Y abrió puertas y ventanas y espolvoreó los huecos y los rincones y en los entramados de las maderas…

Sin embargo…

Algo como una derrota se agitaba en su pecho. Ya no los baños apacibles, mirando a la naturaleza manifestándose en su interior; ni tirada en su cama, con el televisor apagado para escuchar las charlas del viento con las copas de los árboles.

Ya no quería que sus amigas llegaran. Se sentía sin ganas y hasta se suponía dolores. Los sabores de las cosas parecieran haber sido atravesados por el polvo; los colores tomado su parduzco tono; las flores su aroma a azufre.

Una mañana despertó huraña, sin ganas de abrir ventanas, ni de llegar al muelle para la danza de los pejerreyes que le festejaban su reflejo. Encontró inútil todo esfuerzo por aparentar una realidad falsa.

Y las vacaciones. Julia y Etelvina con el planito. Transitaron sin inconvenientes hasta la tranquera indicada. Encontraron la huella cubierta con agujas de pino, la galería del pinar. Avistaron el relumbrón de la laguna y apagaron la radio aceptando la sugestión de silencio que provocaba el lugar.

Empezaban a comprender la transformación de Deidamia.

Es como entrar en otra dimensión;

… susurró una.

La otra solo tragó saliva.


fotografía: Cecilia Iglesias.

Detuvieron el auto junto al muelle y caminaron hasta el extremo para corroborar la danza de los pejerreyes en el parque de juncos. Se complacieron con la veleidad gratuita y volvieron la mirada hacia la cabaña. Tal lo descrito, estaba en un claro del bosque, con el jardín del que tanto les hablara Deidamia.

Les extrañó no encontraron a Deidamia en el portal. La imaginaron sonriente, ansiosa por enseñarles cada parte de la cabaña y del jardín y los lugares secretos del bosque.

Entraron al vestíbulo y la llamaron. Los ruidos del bosque eran un murmullo de deglución dentro de la cabaña.

Deidi…

Deidi…

La supusieron cosechando frutos para la tarta de la noche, o acarreando leña para el hogar.

Recorrieron la cabaña; abajo el depósito, el hogar, la cocina; una escalera trepaba hasta un rellano que distribuía pasos hacia un baño y una habitación que supusieron el dormitorio.

Subieron. Por la puerta entornada una intensa luz.

Una supuso ventana abierta, la otra nada.

Golpecitos en la puerta…

Deidi…

Deidi…

Y entraron. El techo descuajado y la luz, una hernia del cielo.

Hubieran pensado en un peluquín y el viento de no ser por la nave levitando en el boquete. Sus turbinas agitaban en llamaradas verdes la cresta de los pinos. Descubrieron la fuente del rumor que sintieron al ingresar.

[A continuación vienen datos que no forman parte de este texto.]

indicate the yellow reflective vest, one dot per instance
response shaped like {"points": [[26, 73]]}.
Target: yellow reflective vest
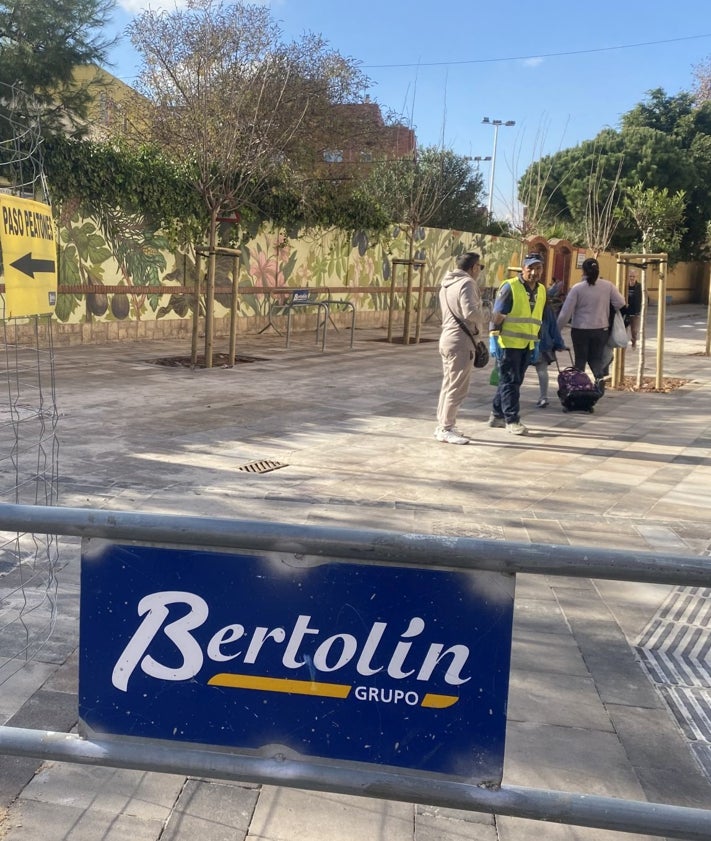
{"points": [[522, 325]]}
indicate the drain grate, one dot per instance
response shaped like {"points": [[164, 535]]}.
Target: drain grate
{"points": [[263, 466]]}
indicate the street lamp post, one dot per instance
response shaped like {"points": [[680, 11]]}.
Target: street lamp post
{"points": [[495, 124]]}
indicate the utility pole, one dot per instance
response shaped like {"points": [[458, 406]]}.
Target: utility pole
{"points": [[495, 124]]}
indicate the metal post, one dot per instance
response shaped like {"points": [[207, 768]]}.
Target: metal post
{"points": [[495, 124]]}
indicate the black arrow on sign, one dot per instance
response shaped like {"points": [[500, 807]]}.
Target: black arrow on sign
{"points": [[29, 265]]}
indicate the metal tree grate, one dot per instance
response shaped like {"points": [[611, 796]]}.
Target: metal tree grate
{"points": [[263, 466]]}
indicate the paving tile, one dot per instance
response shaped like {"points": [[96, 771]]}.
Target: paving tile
{"points": [[284, 814], [59, 822], [211, 810]]}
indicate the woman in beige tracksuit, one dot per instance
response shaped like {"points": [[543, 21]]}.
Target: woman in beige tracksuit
{"points": [[458, 296]]}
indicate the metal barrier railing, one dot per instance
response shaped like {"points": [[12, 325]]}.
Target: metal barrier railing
{"points": [[383, 548]]}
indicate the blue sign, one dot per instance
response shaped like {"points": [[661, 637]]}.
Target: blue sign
{"points": [[397, 666]]}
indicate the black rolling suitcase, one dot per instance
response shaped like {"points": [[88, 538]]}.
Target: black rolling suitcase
{"points": [[576, 391]]}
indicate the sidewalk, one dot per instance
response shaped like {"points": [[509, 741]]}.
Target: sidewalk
{"points": [[353, 429]]}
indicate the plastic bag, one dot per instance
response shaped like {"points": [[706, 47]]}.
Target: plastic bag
{"points": [[618, 332]]}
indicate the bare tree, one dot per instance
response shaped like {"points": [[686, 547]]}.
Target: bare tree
{"points": [[225, 96], [602, 208], [702, 86], [659, 217], [414, 190], [529, 205]]}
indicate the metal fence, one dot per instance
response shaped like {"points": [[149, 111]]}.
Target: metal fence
{"points": [[383, 548]]}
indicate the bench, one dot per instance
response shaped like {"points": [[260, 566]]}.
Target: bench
{"points": [[312, 298]]}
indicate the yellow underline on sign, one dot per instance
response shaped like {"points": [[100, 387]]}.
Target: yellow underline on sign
{"points": [[276, 684], [439, 701]]}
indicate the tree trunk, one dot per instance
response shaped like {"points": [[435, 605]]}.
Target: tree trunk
{"points": [[210, 291]]}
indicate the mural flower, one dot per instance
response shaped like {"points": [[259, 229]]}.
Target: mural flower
{"points": [[263, 270]]}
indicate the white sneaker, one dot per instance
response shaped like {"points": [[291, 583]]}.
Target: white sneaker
{"points": [[450, 436]]}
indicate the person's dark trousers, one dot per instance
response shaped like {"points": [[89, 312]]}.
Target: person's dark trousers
{"points": [[512, 367], [589, 349]]}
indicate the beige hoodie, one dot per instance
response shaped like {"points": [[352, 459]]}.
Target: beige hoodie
{"points": [[459, 294]]}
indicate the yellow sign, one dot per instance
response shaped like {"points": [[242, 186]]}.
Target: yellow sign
{"points": [[29, 256]]}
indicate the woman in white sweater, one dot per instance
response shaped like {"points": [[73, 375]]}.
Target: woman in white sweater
{"points": [[587, 308]]}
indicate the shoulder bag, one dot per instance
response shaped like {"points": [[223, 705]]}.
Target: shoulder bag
{"points": [[481, 351]]}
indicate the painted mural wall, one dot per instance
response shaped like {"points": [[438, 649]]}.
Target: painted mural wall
{"points": [[119, 280]]}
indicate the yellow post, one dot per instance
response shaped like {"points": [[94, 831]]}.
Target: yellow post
{"points": [[420, 302], [196, 310], [233, 308], [661, 318]]}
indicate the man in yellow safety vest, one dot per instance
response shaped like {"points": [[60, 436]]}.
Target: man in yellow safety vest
{"points": [[514, 331]]}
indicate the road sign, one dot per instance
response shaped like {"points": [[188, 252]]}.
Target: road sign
{"points": [[29, 257], [398, 666]]}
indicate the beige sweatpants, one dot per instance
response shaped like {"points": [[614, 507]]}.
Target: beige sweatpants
{"points": [[456, 374]]}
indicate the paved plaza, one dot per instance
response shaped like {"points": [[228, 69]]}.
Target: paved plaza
{"points": [[594, 706]]}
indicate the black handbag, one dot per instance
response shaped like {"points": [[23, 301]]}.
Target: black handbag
{"points": [[481, 351]]}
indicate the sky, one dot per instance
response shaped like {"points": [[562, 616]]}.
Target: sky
{"points": [[561, 69]]}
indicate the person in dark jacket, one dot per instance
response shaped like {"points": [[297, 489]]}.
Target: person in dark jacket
{"points": [[550, 341], [634, 306]]}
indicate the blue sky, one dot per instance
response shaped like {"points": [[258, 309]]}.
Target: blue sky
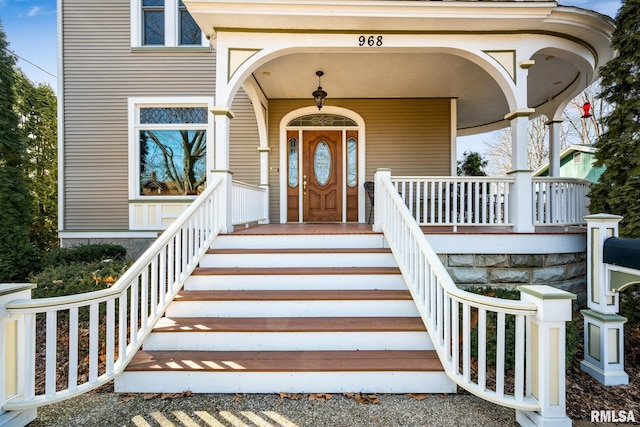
{"points": [[30, 26]]}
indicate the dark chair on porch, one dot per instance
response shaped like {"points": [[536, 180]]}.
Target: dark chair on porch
{"points": [[369, 188]]}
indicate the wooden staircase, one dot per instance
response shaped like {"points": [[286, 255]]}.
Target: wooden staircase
{"points": [[290, 313]]}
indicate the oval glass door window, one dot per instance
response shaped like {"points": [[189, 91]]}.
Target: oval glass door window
{"points": [[322, 163]]}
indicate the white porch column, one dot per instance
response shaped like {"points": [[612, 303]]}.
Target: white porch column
{"points": [[378, 202], [554, 147], [222, 122], [546, 348], [520, 203], [603, 327], [11, 357], [264, 177]]}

Los destellos de la carcasa y la expresión huraña de una mujer en la cabina, las disuadió de confundirla con una libélula.

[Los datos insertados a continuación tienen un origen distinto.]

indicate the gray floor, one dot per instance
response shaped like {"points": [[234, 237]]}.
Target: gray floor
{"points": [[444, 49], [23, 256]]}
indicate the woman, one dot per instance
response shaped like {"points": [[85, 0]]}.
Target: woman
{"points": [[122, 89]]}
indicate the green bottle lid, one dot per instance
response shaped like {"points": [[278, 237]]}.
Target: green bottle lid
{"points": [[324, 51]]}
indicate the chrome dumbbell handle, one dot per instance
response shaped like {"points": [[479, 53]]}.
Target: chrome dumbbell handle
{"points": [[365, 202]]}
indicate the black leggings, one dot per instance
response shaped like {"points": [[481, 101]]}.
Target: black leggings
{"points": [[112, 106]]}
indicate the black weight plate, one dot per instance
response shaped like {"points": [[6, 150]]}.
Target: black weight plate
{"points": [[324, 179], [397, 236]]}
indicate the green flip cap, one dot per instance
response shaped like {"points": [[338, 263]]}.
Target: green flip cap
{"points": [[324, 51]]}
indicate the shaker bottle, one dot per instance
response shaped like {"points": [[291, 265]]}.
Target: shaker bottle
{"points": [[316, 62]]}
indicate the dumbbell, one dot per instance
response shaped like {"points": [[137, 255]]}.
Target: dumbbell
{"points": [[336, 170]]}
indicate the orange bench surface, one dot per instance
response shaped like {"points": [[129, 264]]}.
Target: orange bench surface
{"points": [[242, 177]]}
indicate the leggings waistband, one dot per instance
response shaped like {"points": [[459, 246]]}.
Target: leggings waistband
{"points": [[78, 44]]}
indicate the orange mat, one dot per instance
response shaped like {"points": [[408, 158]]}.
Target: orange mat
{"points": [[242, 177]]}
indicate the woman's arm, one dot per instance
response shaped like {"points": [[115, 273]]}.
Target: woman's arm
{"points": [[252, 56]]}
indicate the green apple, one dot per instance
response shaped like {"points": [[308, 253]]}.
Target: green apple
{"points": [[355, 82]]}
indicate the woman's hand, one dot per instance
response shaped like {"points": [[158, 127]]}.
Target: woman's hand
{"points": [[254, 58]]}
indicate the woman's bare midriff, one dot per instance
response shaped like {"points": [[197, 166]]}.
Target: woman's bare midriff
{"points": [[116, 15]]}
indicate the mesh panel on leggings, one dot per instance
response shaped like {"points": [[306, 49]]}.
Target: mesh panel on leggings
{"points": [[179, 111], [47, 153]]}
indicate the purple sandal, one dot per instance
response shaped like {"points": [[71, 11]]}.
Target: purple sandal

De la escotilla colgaban serpentinas con pestañeos luminosos que le daban un toque de autopista bonsái. Trepaban por ellas bullentes cabecitas naranjas. Un flujo perfecto que haría palidecer al más perfecto sueño del orden. En sus tenazas trocitos de Deidamia y sobre el colchón, el molde de su cuerpo impreso en bajorrelieve.